Со всех оторопь слетела мигом. Рассмеялся народ, захохотали гости от его заявления. Вроде выходку постреленка можно принять за детскую шалость, а вроде как мужчины поселения, в его лице, попытались свою девку отбить…
А он стоит, сам чутка выше пояса сватам-братовьям, но смотрит храбро им в глаза и старается Бину за своей щуплой спиной спрятать. Выцветшие на солнце кудри ветерок теребит, рубашонка не опоясанная тряпкой болтается.
— Керрах! — обратилась к нему светлолицая. И откуда только имя его узнала?
Ах, он же их с озера выловил, а его брат вытаскивал, пока малой за подмогой бегал. Да только кого же посреди бела дня, кроме бабок беззубых да детей, в домах найти можно. Это сейчас немного народ подсобрался, а тогда…
Только их дед на завалинке грелся, да благо, что староста еще не уехал по каким-то делам, вот они и пошли ведьму сопровождать, хоть глава и ворчал, что это излишняя трата времени.
А сейчас сидит, словно рыба на берегу, рот раскрывает, да смотрит, как Иррина нахального пацаненка по голове гладит.
— Когда вырастешь, приезжай к нам.

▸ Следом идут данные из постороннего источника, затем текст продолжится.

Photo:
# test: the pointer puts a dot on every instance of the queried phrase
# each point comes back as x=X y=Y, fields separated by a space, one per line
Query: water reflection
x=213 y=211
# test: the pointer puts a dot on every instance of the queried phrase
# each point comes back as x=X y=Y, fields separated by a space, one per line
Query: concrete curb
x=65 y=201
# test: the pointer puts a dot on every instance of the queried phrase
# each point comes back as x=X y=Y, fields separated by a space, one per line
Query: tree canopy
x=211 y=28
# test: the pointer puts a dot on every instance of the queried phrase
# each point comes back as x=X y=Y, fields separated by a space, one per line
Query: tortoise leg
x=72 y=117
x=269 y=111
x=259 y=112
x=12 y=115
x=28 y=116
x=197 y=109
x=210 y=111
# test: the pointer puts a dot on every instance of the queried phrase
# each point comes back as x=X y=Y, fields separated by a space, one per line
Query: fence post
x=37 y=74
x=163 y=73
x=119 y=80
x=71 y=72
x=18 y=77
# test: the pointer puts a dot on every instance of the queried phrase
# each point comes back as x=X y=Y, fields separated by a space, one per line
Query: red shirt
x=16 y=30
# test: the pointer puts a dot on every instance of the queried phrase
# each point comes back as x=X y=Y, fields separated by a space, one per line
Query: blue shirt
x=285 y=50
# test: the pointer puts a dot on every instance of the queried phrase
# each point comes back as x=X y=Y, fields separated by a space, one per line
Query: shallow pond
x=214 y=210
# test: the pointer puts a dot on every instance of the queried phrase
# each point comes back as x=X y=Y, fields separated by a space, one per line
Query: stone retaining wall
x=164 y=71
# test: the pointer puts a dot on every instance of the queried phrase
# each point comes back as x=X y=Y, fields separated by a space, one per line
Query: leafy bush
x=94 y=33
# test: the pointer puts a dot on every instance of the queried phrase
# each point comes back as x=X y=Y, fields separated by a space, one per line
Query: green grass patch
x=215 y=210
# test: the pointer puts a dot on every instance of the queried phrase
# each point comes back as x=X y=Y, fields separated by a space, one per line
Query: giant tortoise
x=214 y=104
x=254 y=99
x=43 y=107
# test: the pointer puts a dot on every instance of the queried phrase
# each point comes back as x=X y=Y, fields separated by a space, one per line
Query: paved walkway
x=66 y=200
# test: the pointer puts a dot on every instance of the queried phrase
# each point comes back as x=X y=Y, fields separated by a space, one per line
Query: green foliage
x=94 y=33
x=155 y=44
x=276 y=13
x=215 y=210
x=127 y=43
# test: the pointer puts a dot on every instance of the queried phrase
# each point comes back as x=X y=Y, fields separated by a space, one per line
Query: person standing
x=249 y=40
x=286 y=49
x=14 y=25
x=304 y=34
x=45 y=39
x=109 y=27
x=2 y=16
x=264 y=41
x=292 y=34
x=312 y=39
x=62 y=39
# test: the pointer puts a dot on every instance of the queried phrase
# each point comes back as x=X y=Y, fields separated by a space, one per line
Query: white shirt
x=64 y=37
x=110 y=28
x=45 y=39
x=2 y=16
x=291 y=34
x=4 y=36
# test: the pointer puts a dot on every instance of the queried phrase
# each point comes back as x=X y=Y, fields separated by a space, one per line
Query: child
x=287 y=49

Мы для тебя тоже самую лучшую невесту найдем. Если в нашем поселении не отыщем, то из соседнего сосватаем.
- А чтобы не обижался на нас, что мы твою невесту украли, — хлопнул его по плечу тот парень, которого белолицая Иссилом именовала, — та бочка, в которой сестра с Лиграном к вам приплыли, тебе с братом в дар остается.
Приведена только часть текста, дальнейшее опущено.